The C&O Canal has lost about 7 percent of its staff in the past eight years because of budget cuts, Brandt said, forcing park staff to focus on areas deemed “most critical.” There aren’t enough people left to coordinate volunteer efforts on a full-time basis.
Out on the trail — with the sun beating down on visitors who forgot to pack water bottles or people who twist ankles and knees traversing the sharp boulders that line the Billy Goat Trail — volunteers said it’s the only place they still feel at ease.
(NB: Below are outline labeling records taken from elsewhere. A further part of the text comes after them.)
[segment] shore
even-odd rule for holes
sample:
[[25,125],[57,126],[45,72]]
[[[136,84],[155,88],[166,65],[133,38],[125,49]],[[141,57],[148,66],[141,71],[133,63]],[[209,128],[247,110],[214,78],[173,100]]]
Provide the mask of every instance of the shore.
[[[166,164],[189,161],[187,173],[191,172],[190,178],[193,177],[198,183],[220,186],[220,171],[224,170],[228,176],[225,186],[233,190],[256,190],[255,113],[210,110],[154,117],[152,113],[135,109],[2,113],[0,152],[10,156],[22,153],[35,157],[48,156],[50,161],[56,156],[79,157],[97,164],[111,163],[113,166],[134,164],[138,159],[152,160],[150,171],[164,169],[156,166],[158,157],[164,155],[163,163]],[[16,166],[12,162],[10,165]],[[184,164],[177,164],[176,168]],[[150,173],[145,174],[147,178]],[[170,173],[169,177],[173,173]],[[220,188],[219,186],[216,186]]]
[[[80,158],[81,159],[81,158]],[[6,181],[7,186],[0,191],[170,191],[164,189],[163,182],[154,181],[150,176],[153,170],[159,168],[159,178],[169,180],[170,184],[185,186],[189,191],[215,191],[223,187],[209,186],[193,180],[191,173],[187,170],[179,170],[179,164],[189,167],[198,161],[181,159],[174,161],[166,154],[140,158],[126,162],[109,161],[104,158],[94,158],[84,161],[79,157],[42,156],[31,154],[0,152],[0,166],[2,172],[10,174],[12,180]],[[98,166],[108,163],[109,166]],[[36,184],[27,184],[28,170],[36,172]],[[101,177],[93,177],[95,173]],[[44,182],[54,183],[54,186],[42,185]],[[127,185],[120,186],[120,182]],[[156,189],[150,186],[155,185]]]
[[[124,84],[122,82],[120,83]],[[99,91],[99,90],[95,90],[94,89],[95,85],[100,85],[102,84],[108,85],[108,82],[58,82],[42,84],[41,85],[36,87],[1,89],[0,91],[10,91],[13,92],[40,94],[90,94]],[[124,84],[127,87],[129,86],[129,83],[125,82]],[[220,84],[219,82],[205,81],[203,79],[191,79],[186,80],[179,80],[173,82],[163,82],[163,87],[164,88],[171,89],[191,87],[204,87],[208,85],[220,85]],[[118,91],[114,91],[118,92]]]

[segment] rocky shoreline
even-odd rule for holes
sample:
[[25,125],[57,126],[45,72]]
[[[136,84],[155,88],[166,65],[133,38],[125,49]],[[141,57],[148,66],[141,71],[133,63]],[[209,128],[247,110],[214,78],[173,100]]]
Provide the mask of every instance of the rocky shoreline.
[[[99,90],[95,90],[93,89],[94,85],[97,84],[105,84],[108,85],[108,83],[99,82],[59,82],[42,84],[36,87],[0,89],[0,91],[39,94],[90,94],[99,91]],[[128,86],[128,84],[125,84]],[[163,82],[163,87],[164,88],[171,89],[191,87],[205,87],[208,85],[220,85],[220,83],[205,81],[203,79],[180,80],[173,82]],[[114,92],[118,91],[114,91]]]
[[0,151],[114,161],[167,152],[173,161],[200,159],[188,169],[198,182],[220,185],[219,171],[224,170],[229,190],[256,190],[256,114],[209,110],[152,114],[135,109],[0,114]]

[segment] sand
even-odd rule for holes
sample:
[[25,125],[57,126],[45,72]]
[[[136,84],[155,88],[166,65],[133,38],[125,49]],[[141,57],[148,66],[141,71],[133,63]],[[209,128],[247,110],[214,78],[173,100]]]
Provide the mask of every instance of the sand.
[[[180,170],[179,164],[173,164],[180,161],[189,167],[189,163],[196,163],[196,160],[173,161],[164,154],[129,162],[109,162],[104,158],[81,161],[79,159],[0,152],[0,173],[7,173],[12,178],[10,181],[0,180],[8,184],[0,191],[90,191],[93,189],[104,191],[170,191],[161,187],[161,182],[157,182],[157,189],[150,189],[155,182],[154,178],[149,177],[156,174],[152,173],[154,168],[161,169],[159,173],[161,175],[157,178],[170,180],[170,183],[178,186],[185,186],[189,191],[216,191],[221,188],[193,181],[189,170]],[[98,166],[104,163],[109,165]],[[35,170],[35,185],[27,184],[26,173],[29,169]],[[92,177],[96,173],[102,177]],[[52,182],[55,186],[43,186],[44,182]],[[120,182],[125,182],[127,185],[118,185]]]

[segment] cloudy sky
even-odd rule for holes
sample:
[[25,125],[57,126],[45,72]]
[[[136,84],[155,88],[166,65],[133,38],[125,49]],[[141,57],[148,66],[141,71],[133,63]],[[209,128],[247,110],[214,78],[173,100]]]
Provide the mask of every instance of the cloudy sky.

Donald Sladkin, 77, went out on Labor Day weekend wearing a neon orange vest adorned with a patch that identified him as a Billy Goat Trail steward. As he hiked, clambering over roots and rocks, he answered questions and offered water to winded passersby.
“Oh wow,” a woman said, seeing his vest. “What a cool job! You get to be out here helping people all day, right?”
Sladkin smiled. That’s why he signed up.
But on this day, it was hard to shake the feeling that things had changed for good.
As he walked back toward the visitor center, where park rangers and volunteers are most likely to run into one another, he braced himself.
“It’s kind of depressing,” he said. “It just doesn’t have that same camaraderie feel to it. And I don’t know how they’re going to get it back.”